Liliana Galvan, a 17-year-old Napa High senior and LAYLA member, said that the project will also help bridge inter-generational gaps within McPherson neighborhood, creating a greater understand between youths, adults and senior citizens.
LAYLA members such as Otero, Deloera and Galvan call the project a democracy zone, a place where people LEAD — Listen to what matters to others, Express thoughts and feelings, Act on behalf of children and Decide together. On The Move’s executive director, Leslie Medine, said Friday’s groundbreaking ceremony was the result of many months of planning on the part of LAYLA members.
“The idea of the democracy zone is youth leading the way with the support of adults,” Medine said.
Breaking ground on the plaza and center was no easy feat for the teenagers and their adult supporters. For about three years LAYLA members held town-hall meetings at McPherson, seeking community input about the project, Medine said. The group then linked up with many local architects including Emmanuel Donval, who is a Napa Parks and Recreation Advisory Commission member, to hold design brainstorming sessions and come up with a blueprint for the center.

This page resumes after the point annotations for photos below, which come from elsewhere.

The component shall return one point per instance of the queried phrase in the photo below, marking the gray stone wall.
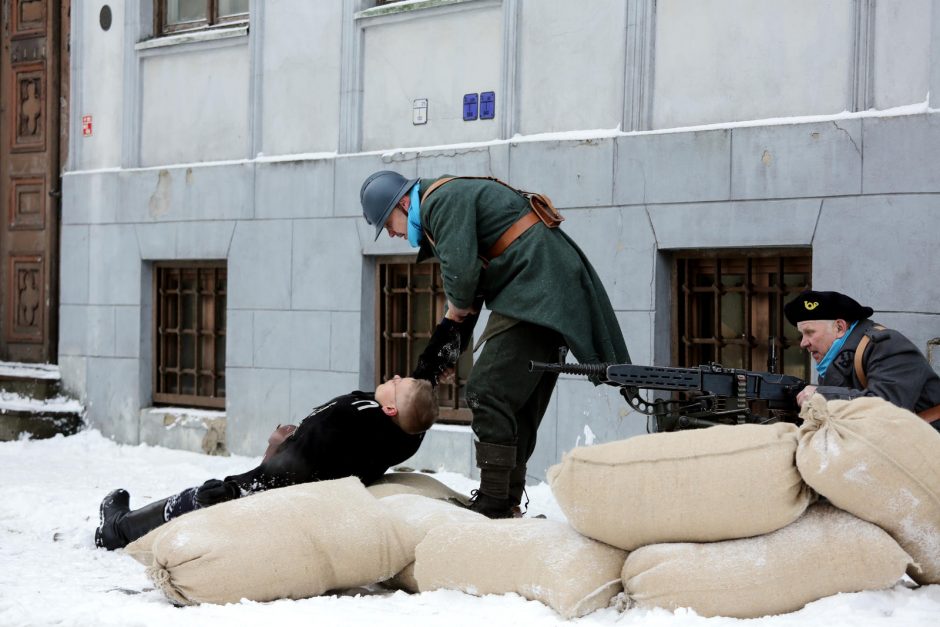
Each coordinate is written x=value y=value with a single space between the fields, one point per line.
x=274 y=190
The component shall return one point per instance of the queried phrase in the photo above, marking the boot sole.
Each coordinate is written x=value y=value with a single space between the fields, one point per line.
x=106 y=502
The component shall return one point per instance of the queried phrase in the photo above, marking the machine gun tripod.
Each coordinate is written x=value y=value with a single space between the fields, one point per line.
x=716 y=395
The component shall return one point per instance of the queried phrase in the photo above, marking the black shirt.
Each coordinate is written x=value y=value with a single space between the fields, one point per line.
x=348 y=436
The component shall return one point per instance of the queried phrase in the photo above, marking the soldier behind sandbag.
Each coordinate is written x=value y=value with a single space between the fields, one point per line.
x=359 y=434
x=857 y=357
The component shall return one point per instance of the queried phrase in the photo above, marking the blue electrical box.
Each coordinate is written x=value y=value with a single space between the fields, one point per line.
x=469 y=107
x=488 y=105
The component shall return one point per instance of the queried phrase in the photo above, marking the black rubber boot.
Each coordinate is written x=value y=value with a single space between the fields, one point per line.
x=119 y=526
x=495 y=462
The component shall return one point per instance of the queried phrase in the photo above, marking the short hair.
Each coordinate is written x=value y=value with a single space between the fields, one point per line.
x=421 y=408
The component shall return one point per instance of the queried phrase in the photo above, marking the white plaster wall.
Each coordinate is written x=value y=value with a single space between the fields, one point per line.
x=901 y=56
x=571 y=65
x=436 y=56
x=194 y=105
x=300 y=76
x=730 y=60
x=99 y=92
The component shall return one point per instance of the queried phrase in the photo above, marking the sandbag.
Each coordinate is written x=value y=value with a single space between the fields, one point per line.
x=415 y=483
x=541 y=560
x=881 y=463
x=701 y=485
x=417 y=515
x=294 y=542
x=825 y=552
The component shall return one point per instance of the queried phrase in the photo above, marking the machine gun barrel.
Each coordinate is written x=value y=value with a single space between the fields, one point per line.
x=779 y=390
x=587 y=370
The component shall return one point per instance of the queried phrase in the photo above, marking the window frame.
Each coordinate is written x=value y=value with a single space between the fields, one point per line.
x=216 y=371
x=788 y=260
x=452 y=404
x=212 y=20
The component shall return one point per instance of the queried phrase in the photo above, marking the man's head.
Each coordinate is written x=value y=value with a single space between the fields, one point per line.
x=410 y=403
x=822 y=318
x=380 y=194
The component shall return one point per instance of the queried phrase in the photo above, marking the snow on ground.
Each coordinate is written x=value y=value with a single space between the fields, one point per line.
x=52 y=574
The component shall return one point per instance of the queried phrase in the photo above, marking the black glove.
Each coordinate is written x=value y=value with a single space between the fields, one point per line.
x=215 y=491
x=448 y=341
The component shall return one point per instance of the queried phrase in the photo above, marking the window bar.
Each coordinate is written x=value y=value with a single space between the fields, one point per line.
x=179 y=333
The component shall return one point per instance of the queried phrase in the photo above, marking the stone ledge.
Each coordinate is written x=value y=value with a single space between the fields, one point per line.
x=187 y=429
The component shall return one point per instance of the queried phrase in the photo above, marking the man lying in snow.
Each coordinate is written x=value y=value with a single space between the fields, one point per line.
x=358 y=434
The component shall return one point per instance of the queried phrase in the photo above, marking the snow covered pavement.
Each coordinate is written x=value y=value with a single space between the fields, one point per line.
x=52 y=574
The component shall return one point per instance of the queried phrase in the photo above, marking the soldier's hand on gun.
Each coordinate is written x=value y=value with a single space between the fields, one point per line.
x=457 y=314
x=805 y=394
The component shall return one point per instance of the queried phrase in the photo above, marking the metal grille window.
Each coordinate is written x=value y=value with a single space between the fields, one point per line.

Otero, Galvan and Deloera and their fellow LAYLA members then held numerous presentations in front of the Napa City Council, Napa City Parks and Recreation Commission and Napa Valley Unified School District Board of Education and obtained the approval of each government body to begin construction on the project.

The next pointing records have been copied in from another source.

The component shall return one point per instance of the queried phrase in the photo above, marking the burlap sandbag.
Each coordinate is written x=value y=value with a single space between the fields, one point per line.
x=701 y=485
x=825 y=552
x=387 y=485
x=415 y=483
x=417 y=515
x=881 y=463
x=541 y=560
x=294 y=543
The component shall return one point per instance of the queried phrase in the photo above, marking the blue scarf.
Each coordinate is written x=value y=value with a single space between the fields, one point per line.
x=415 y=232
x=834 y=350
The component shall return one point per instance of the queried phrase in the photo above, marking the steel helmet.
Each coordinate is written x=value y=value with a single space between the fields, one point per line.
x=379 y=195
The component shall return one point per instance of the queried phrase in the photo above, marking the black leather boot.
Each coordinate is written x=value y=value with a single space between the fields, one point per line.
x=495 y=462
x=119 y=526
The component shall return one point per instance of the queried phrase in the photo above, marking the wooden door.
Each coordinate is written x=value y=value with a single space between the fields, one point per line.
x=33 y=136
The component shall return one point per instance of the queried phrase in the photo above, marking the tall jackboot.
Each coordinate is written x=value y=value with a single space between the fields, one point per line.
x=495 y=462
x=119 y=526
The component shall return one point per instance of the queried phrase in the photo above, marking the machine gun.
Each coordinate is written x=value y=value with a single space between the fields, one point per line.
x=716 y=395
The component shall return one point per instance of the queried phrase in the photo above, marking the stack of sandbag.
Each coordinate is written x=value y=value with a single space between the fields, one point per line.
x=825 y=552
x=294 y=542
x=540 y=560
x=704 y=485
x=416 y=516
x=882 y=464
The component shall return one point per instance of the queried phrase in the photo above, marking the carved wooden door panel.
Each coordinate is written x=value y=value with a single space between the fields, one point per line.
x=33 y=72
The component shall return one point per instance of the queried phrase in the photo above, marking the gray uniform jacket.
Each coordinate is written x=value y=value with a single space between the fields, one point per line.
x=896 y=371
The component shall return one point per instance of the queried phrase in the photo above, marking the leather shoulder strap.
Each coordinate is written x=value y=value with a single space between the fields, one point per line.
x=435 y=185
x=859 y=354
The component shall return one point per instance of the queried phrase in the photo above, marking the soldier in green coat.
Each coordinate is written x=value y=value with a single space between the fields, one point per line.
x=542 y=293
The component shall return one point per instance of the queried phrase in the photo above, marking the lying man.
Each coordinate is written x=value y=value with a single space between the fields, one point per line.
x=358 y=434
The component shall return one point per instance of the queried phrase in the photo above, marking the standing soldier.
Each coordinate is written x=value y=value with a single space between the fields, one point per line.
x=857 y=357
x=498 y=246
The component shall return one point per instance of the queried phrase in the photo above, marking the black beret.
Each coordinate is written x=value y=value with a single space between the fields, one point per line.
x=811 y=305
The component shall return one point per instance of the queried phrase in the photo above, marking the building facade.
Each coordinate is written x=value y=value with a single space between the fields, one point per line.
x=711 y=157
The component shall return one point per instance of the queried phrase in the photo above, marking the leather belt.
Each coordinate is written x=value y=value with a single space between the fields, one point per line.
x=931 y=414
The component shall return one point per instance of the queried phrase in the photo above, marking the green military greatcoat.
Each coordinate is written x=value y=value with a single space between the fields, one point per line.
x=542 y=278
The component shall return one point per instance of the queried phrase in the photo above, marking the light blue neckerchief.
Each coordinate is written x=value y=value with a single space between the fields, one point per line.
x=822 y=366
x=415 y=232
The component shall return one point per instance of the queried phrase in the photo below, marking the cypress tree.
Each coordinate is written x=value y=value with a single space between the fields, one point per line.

The youths’ next challenge was finding funding for the center and plaza. Donval, who helped design the garden that will be maintained by LAYLA and McPherson students, said most of the funding for the project is coming from the city’s Park and Recreation Facilities Master Plan. Additional funds are being donated by groups such as the New York-based Andrus Family Fund.

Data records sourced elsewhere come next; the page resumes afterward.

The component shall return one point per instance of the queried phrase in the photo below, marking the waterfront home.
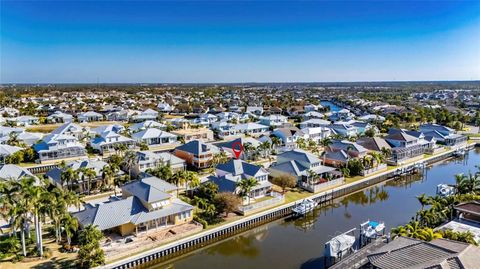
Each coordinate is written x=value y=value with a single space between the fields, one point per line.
x=89 y=116
x=122 y=115
x=14 y=172
x=228 y=116
x=306 y=168
x=404 y=146
x=288 y=136
x=190 y=134
x=351 y=148
x=467 y=219
x=20 y=134
x=137 y=127
x=372 y=118
x=406 y=252
x=344 y=129
x=246 y=142
x=62 y=143
x=443 y=134
x=59 y=117
x=23 y=120
x=316 y=133
x=149 y=160
x=146 y=204
x=255 y=110
x=116 y=128
x=252 y=129
x=311 y=108
x=155 y=137
x=109 y=141
x=313 y=115
x=227 y=176
x=148 y=114
x=196 y=153
x=7 y=150
x=343 y=114
x=83 y=184
x=9 y=112
x=274 y=121
x=374 y=144
x=165 y=107
x=315 y=122
x=224 y=130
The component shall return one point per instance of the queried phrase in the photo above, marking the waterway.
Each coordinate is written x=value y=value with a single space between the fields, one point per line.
x=333 y=107
x=299 y=243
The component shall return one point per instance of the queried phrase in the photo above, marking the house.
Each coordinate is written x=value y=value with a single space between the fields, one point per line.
x=406 y=252
x=145 y=125
x=255 y=110
x=223 y=129
x=371 y=118
x=316 y=133
x=227 y=176
x=146 y=204
x=313 y=115
x=7 y=150
x=252 y=129
x=190 y=134
x=351 y=148
x=23 y=120
x=62 y=143
x=165 y=107
x=374 y=144
x=15 y=172
x=246 y=142
x=196 y=154
x=90 y=116
x=443 y=135
x=314 y=123
x=148 y=114
x=148 y=160
x=344 y=129
x=274 y=121
x=306 y=168
x=83 y=184
x=109 y=141
x=59 y=117
x=155 y=137
x=288 y=136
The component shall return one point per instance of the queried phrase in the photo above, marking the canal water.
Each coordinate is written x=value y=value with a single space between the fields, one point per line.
x=333 y=107
x=299 y=243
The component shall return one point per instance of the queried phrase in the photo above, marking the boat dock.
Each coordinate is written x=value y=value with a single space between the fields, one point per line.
x=359 y=258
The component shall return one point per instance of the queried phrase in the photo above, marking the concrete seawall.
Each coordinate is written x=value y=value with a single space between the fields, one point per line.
x=206 y=237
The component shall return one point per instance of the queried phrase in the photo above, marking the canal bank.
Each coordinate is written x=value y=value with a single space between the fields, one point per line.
x=225 y=231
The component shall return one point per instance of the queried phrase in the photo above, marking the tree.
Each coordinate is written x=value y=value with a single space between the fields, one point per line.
x=227 y=202
x=285 y=181
x=90 y=254
x=246 y=185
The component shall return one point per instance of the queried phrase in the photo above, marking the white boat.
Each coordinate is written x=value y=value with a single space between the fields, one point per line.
x=445 y=190
x=339 y=246
x=372 y=229
x=304 y=207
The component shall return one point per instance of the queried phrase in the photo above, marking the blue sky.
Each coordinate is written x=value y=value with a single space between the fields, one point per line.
x=234 y=41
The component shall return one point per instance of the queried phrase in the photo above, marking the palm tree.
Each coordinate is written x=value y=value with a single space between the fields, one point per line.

Medine said she could not estimate the final cost of the project, but she said that the more costly aspects include the bathrooms at $40,000 and the water play area, estimated to cost about $125,000. She said that volunteers will help keep overall construction costs down.
The plaza and neighborhood center will be situated on school grounds and O’Brien Park, which belongs to the city of Napa, and will feature many park improvements and upgrades.
New picnic tables, bathrooms, a sand volleyball court, an outdoor kitchen and stage and a water play area will provide families a fun day at the park. On the school’s side of the fence, LAYLA will train the next generation of community leaders and host a variety of new services for the community.
LAYLA’s efforts on behalf of McPherson neighborhood are appreciated by all students and their families at McPherson Elementary, said Tamara Sanguinetti, the school’s principal.
“I think it’s really instilled so much pride in the students here,” she said.
The cultural plaza and neighborhood center is not LAYLA’s first project at the school. Last year, LAYLA youths spearheaded efforts at the school to build a playground for McPherson preschoolers, dubbing the playground Dos Mundos — Spanish for two worlds.
On Friday LAYLA youths continued the tradition of giving to the school by planting the first of four buckeye trees that will border the garden area of the neighborhood center.
Donval said he expects the garden area to be complete by the end of the summer. The rest of the projects that will make up the center and cultural plaza will take anywhere between two and five years, Medine said.